Financial Planning for the Unexpected Accident

A broken sternum. It turns out that there is a significant amount of financial planning that results from breaking your sternum.

One week after my wedding (and the day before I was to leave for my honeymoon), my mother called to tell me that my grandmother (“Nanaw”) was at the hospital. Nanaw had tripped and hit her chest on a bedpost, breaking her sternum and rib in the process. What was particularly frightening was that the impact produced internal bleeding. She was admitted to the intensive care unit of the hospital for nearly a week.
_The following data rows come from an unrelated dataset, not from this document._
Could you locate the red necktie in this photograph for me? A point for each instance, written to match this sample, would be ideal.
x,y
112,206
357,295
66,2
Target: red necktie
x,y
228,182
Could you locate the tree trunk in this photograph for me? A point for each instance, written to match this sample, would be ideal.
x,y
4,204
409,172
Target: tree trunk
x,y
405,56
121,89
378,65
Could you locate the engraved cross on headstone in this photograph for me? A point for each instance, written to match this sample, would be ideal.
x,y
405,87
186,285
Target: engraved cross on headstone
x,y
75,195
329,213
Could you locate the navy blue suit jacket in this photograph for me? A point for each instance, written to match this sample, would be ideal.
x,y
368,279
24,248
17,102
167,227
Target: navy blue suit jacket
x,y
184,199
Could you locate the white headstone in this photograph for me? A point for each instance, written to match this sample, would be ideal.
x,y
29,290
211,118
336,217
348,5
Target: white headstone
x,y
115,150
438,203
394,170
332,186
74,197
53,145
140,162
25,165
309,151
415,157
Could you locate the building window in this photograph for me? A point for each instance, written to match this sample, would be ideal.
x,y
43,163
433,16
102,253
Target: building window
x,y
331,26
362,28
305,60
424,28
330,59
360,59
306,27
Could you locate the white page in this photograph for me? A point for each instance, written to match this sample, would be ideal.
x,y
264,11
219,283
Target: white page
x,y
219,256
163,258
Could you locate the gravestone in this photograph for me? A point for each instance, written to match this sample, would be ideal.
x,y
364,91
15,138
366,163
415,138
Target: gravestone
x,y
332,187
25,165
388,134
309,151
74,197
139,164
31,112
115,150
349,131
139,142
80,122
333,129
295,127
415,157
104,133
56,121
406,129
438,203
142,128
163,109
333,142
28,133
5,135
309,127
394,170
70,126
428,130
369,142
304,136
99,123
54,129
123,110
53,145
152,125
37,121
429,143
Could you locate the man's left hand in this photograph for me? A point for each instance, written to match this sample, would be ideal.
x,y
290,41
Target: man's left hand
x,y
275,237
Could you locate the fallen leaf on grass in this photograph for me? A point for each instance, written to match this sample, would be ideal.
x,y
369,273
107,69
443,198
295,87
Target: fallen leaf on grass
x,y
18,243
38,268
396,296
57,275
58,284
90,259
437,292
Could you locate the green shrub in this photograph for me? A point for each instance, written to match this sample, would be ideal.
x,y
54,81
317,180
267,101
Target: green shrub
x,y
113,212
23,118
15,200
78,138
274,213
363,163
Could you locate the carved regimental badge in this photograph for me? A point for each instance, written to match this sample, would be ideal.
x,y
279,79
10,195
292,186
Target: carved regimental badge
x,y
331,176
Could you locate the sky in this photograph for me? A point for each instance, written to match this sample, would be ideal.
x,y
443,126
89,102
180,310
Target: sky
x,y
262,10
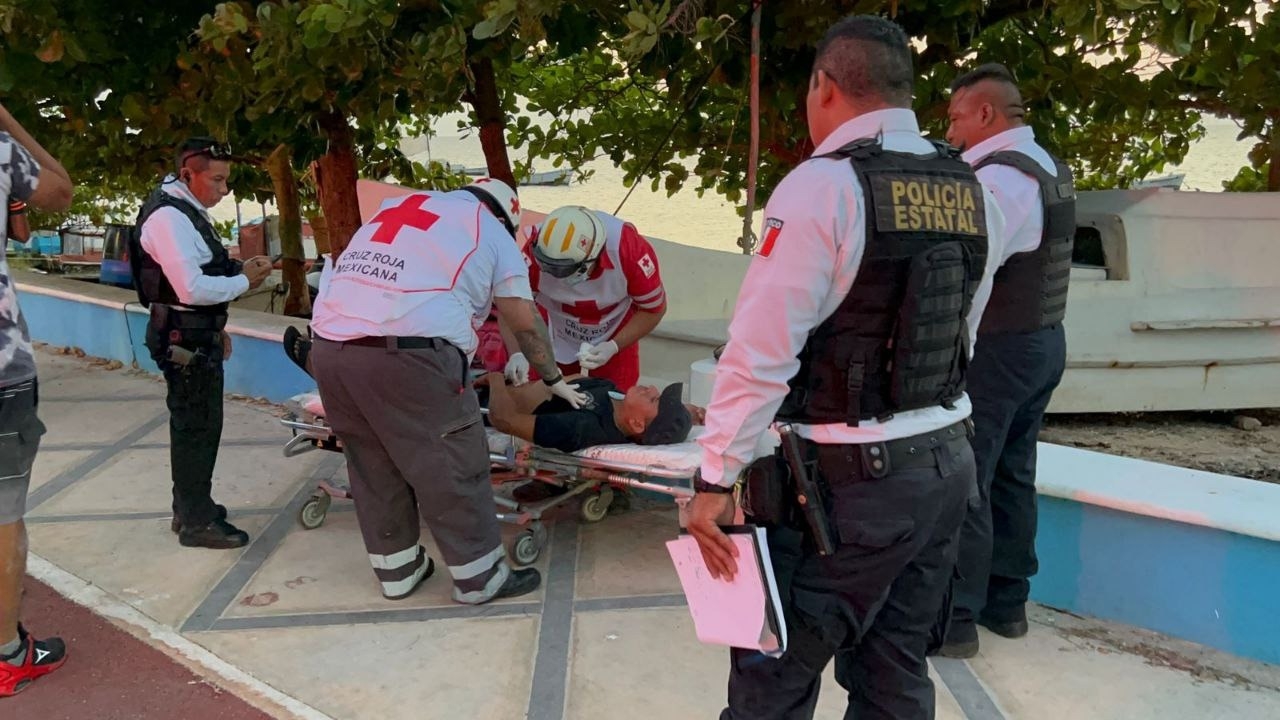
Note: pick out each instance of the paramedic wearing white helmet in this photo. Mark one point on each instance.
(853, 329)
(597, 278)
(394, 328)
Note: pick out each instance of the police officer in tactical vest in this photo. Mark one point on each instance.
(186, 277)
(851, 335)
(1020, 352)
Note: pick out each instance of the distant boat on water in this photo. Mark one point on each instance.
(1171, 182)
(549, 177)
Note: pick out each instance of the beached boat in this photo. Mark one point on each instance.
(1174, 304)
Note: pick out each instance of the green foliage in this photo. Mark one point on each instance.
(1093, 95)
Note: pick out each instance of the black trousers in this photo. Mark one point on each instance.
(195, 404)
(873, 602)
(1010, 382)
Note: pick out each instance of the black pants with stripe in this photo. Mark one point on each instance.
(195, 404)
(1010, 382)
(873, 604)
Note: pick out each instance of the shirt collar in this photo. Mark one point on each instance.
(869, 124)
(1000, 141)
(177, 188)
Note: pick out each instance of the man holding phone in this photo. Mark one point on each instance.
(187, 278)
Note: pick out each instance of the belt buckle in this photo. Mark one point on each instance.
(876, 460)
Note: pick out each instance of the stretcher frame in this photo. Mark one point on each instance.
(589, 481)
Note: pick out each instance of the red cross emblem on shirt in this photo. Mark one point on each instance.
(408, 213)
(586, 311)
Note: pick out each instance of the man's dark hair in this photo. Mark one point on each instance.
(196, 153)
(988, 71)
(868, 57)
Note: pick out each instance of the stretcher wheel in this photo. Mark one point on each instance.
(314, 511)
(528, 546)
(595, 506)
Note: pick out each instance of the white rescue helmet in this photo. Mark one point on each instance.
(568, 242)
(501, 199)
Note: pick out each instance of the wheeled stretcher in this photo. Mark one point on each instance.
(589, 475)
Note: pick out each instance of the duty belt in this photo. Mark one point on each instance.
(880, 459)
(196, 319)
(394, 342)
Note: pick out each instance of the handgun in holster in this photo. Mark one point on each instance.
(165, 340)
(808, 495)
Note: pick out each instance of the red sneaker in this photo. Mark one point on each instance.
(42, 657)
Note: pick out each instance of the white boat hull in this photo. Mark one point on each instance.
(1179, 311)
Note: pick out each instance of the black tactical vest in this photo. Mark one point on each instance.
(149, 278)
(1029, 290)
(899, 341)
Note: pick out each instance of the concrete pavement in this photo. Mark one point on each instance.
(298, 611)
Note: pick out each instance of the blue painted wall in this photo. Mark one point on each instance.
(1208, 586)
(1203, 584)
(257, 368)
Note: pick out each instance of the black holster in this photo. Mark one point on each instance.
(183, 340)
(767, 496)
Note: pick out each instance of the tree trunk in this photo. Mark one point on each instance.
(488, 115)
(1274, 171)
(320, 231)
(279, 165)
(336, 177)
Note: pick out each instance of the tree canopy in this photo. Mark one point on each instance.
(659, 87)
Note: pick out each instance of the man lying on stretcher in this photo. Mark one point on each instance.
(530, 411)
(641, 415)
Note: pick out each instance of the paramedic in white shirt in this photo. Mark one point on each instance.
(854, 326)
(1020, 354)
(597, 278)
(394, 332)
(184, 276)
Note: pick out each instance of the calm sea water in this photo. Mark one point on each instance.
(709, 220)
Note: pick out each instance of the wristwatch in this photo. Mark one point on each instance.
(703, 486)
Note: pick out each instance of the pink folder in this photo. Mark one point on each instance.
(745, 613)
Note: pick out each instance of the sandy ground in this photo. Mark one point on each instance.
(1205, 441)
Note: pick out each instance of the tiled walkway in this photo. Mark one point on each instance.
(607, 636)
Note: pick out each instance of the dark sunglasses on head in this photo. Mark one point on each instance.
(215, 151)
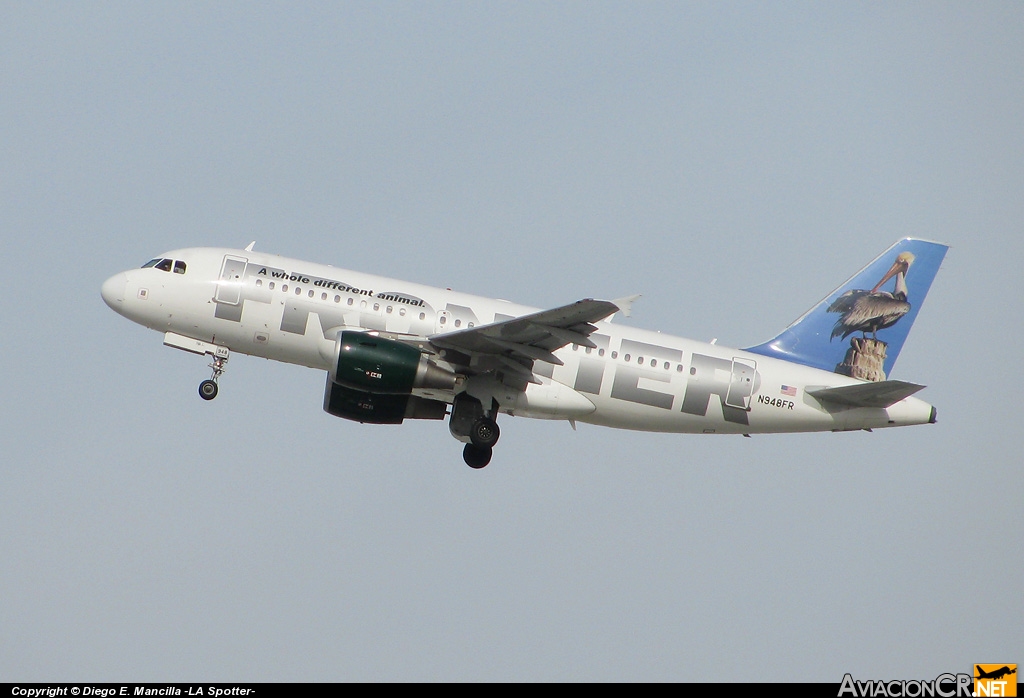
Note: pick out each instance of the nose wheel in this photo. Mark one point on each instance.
(475, 456)
(208, 389)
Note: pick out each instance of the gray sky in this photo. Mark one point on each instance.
(731, 162)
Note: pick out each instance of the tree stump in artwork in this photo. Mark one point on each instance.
(864, 359)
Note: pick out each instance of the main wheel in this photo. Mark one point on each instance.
(208, 390)
(475, 456)
(484, 433)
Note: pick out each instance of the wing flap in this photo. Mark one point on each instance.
(879, 394)
(530, 338)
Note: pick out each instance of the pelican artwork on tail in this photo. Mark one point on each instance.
(868, 311)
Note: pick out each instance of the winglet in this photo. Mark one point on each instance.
(626, 304)
(863, 305)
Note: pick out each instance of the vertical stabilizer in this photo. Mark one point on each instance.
(859, 329)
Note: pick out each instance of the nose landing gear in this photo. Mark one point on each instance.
(208, 389)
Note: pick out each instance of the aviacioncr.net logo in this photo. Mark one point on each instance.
(943, 686)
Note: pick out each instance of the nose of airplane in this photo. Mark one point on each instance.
(113, 291)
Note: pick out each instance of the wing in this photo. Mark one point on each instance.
(516, 343)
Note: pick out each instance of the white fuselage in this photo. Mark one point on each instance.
(290, 310)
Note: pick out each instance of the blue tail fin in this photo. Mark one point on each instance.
(875, 309)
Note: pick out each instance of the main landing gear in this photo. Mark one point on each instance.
(208, 389)
(469, 423)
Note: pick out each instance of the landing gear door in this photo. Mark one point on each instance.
(741, 383)
(229, 286)
(443, 320)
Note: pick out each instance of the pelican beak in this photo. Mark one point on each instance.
(901, 265)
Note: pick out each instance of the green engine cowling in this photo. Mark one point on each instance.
(373, 380)
(378, 407)
(375, 364)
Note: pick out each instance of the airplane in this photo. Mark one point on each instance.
(395, 350)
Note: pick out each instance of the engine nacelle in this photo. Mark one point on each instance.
(373, 364)
(379, 407)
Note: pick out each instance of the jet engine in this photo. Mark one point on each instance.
(379, 381)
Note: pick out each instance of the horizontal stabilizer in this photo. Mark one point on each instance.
(880, 394)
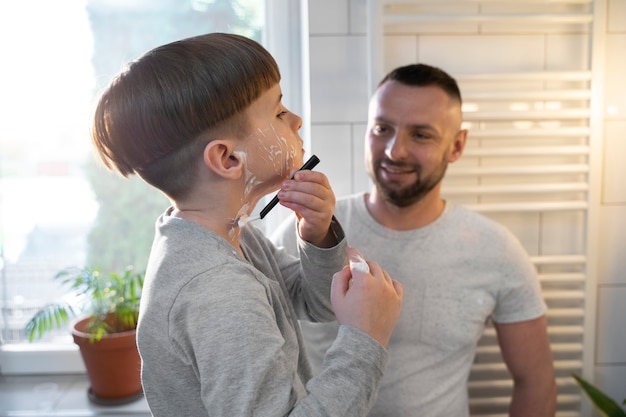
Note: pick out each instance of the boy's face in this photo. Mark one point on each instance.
(272, 148)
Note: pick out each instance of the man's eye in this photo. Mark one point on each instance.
(379, 130)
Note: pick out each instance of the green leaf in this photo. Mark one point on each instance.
(606, 405)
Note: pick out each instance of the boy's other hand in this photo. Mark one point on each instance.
(369, 301)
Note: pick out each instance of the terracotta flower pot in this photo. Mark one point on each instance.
(113, 365)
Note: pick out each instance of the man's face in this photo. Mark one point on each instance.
(409, 141)
(272, 147)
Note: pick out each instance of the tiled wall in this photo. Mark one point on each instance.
(338, 65)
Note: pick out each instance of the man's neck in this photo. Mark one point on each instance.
(415, 216)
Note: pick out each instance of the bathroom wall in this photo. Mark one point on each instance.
(339, 96)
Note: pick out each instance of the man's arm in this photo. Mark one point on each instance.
(526, 351)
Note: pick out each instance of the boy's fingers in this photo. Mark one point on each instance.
(341, 281)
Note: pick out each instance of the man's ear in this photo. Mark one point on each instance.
(221, 157)
(458, 145)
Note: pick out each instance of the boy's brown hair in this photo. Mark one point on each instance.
(155, 117)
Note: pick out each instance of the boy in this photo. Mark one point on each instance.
(201, 119)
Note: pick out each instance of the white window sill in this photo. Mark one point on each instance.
(58, 396)
(40, 359)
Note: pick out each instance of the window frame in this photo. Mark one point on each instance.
(286, 37)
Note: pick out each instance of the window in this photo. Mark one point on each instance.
(58, 206)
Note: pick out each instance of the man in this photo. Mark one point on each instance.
(458, 268)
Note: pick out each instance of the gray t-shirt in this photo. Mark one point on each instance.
(457, 273)
(218, 333)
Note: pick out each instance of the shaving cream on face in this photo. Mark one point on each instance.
(279, 154)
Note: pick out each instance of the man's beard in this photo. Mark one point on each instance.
(404, 197)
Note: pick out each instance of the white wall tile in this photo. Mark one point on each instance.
(567, 52)
(612, 246)
(328, 17)
(478, 54)
(358, 17)
(614, 80)
(399, 50)
(616, 11)
(333, 145)
(525, 226)
(611, 312)
(361, 180)
(339, 79)
(613, 167)
(612, 380)
(562, 233)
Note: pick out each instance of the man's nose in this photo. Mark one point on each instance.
(396, 148)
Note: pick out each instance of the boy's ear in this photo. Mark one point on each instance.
(220, 156)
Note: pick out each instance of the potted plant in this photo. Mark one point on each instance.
(607, 406)
(105, 329)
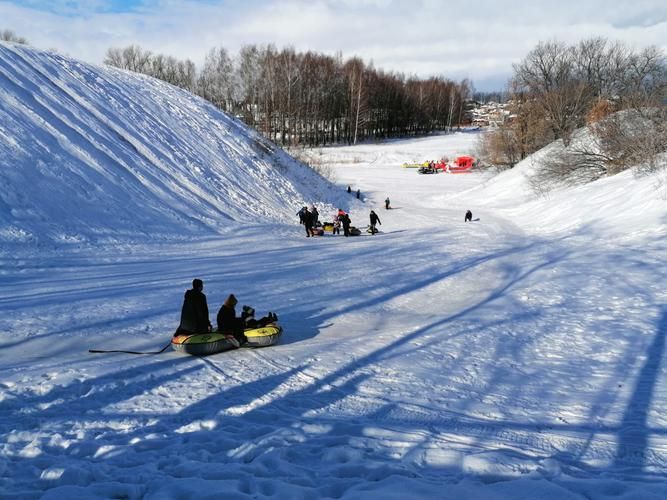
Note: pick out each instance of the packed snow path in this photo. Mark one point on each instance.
(438, 359)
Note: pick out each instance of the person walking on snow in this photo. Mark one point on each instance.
(300, 214)
(194, 313)
(374, 221)
(308, 221)
(346, 221)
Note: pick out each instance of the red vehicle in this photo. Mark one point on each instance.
(462, 164)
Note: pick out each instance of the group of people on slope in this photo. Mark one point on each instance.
(309, 217)
(195, 315)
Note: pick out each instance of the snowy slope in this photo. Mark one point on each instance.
(517, 356)
(96, 154)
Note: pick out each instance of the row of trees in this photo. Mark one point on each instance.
(308, 98)
(620, 93)
(10, 36)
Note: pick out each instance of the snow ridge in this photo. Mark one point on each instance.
(109, 154)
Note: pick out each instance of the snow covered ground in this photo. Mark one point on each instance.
(517, 356)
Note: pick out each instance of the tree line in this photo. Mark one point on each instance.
(298, 98)
(619, 93)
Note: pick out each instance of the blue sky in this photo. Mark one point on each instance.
(477, 40)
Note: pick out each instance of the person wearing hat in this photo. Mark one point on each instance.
(194, 313)
(375, 220)
(227, 320)
(229, 323)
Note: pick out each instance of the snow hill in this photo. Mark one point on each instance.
(517, 356)
(96, 154)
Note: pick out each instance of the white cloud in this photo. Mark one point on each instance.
(477, 40)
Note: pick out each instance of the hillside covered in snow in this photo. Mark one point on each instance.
(107, 154)
(519, 355)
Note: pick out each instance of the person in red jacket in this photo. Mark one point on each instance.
(375, 220)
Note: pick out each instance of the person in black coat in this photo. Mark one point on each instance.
(308, 221)
(194, 313)
(228, 322)
(375, 220)
(346, 221)
(300, 214)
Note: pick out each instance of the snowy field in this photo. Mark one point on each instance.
(516, 356)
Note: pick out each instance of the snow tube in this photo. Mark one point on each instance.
(262, 337)
(202, 344)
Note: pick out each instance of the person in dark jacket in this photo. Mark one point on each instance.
(194, 313)
(249, 321)
(346, 221)
(228, 322)
(375, 220)
(308, 221)
(300, 213)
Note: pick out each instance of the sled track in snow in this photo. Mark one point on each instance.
(576, 448)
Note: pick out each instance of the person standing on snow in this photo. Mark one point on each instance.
(228, 322)
(346, 221)
(194, 313)
(374, 221)
(308, 221)
(300, 214)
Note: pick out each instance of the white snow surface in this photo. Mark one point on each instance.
(520, 355)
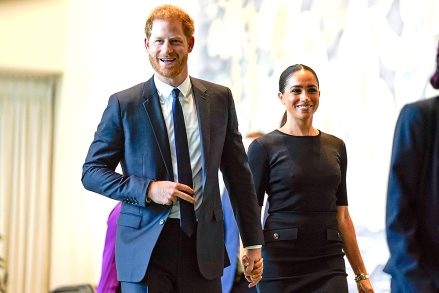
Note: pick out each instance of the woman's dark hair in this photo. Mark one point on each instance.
(285, 76)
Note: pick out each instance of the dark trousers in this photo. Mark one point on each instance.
(173, 267)
(241, 285)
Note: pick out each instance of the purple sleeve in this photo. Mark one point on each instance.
(108, 282)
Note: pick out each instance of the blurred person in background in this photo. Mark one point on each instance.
(412, 210)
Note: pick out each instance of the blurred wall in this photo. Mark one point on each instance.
(371, 57)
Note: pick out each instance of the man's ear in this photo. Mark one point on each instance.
(191, 43)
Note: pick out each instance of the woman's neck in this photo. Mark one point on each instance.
(295, 129)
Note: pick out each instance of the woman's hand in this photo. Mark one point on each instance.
(364, 286)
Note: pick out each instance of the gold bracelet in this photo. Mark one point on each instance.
(360, 277)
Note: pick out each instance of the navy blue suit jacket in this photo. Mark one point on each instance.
(132, 132)
(412, 212)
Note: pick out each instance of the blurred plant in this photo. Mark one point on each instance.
(3, 273)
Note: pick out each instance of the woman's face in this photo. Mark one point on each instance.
(301, 95)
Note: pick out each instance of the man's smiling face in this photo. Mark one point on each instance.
(168, 50)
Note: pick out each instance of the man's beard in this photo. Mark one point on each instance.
(169, 72)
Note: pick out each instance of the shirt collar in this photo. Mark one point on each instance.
(165, 89)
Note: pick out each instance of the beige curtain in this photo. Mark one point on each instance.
(26, 127)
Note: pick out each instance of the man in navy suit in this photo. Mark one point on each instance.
(412, 213)
(153, 253)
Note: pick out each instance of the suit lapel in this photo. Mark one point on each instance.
(201, 98)
(155, 115)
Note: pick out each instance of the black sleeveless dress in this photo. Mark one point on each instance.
(305, 180)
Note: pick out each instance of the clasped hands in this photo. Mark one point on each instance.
(253, 266)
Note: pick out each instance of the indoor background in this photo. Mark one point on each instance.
(60, 60)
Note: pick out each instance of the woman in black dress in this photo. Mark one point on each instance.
(303, 172)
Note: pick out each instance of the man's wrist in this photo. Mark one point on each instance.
(253, 246)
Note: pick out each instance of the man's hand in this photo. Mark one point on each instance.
(253, 266)
(168, 192)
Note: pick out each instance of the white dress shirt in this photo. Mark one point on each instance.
(187, 101)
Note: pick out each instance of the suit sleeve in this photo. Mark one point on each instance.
(403, 187)
(105, 153)
(239, 182)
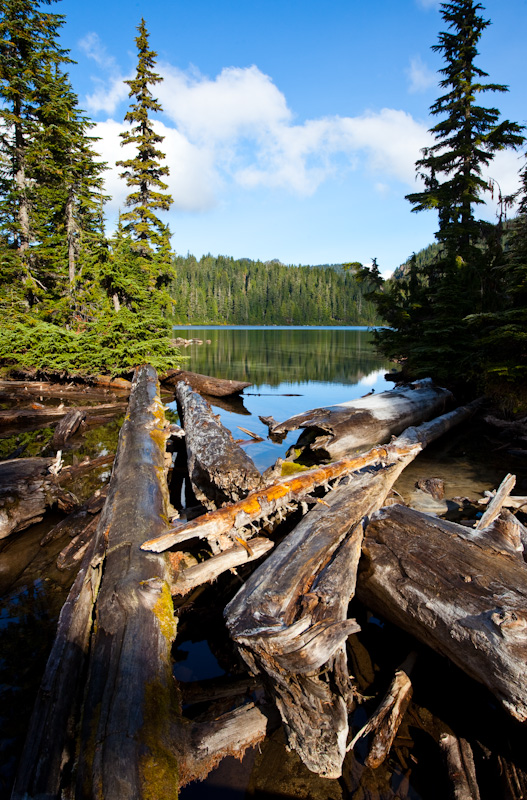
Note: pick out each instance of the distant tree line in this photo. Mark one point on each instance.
(245, 292)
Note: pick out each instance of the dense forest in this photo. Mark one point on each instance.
(75, 299)
(245, 292)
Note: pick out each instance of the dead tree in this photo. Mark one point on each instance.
(220, 471)
(453, 591)
(342, 429)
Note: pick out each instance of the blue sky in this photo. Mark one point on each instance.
(292, 126)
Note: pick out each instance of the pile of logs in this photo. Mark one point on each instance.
(108, 720)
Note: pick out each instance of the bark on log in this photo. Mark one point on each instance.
(47, 415)
(286, 494)
(465, 599)
(220, 471)
(125, 748)
(207, 571)
(216, 387)
(25, 486)
(289, 620)
(342, 429)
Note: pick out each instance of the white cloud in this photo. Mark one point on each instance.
(110, 91)
(429, 3)
(237, 129)
(421, 77)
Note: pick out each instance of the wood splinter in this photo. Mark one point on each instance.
(388, 717)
I’m pleased to report that Nanaw is doing well and has been moved to a rehabilitation facility 10 minutes away from her home. She’s Italian, so you can imagine how she’s “cooperating” with her nurses as they guide her through her rehabilitation exercises (“I’m 81 years old, and I’ll do what I want!”).

Joking aside, I was continuously reminded during the course of my grandmother’s ordeal of all the financial planning required to tend to a situation such as the one described. Many people think that financial planning mainly pertains to investments, but it is so much more than that. For example:

  1. When Nanaw was admitted to the hospital, we had to provide the doctors with her advance directive. What’s an advance directive? In Maryland, it is a combination of a health care power of attorney and a living will. The health care power of attorney allows Nanaw to choose a representative to make medical decisions on her behalf if she is unable to do so. The living will allows her to convey what type of medical treatment she would prefer if she was in a circumstance in which she could not communicate as much. This document is critically important because it ensures that her wishes will be fulfilled.
  2. When Nanaw moved from the hospital to the skilled nursing facility for rehabilitation, who covers the rehabilitative care expenses? Medicare covers the first 20 days of qualified care in full; however, after 20 days, a co-payment is required, and after 100 days, the patient is responsible for the full amount. Another caveat is that for Medicare to cover this small amount (i.e., the first 20 days), the patient must move to the skilled nursing facility within a short time (generally 30 days) after leaving the hospital. So what happens if the patient needs more than 100 days of rehabilitative care?
  3. If a patient requires more than 100 days of rehabilitative care, then they will need long-term care insurance. Long-term care insurance is very different than health insurance. Luckily, Nanaw did not need to be in the skilled nursing facility for more than 100 days, but if she did, then she would have required a long-term care insurance policy to cover the cost of her stay. These long-term care policies generally cover costs per day (e.g., $200) for a specified term, often ranging between three and six years. Although we are all at risk of potentially needing long-term care, this does not mean that we all need insurance policies to cover such a risk. I would encourage you to talk to a fee-only NAPFA Advisor (such as the advisors of The Financial Consulate) about whether you should purchase a long-term care policy if you currently do not have a policy. I would, however, strongly caution against being advised on the benefits of long-term care insurance from the same person who is “selling” long-term care insurance.

We all hope that accidents and medical issues like the example described will never happen to us, but inevitably, personal situations arise in which financial and medical planning becomes very important. Consider having these discussions about medical care and associated financial coverage with your family before any such issue occurs. If your family is anything like mine, you can bring up this fun, cheery topic during Sunday dinner as you are all eating rigatoni with Nanaw’s homemade tomato sauce.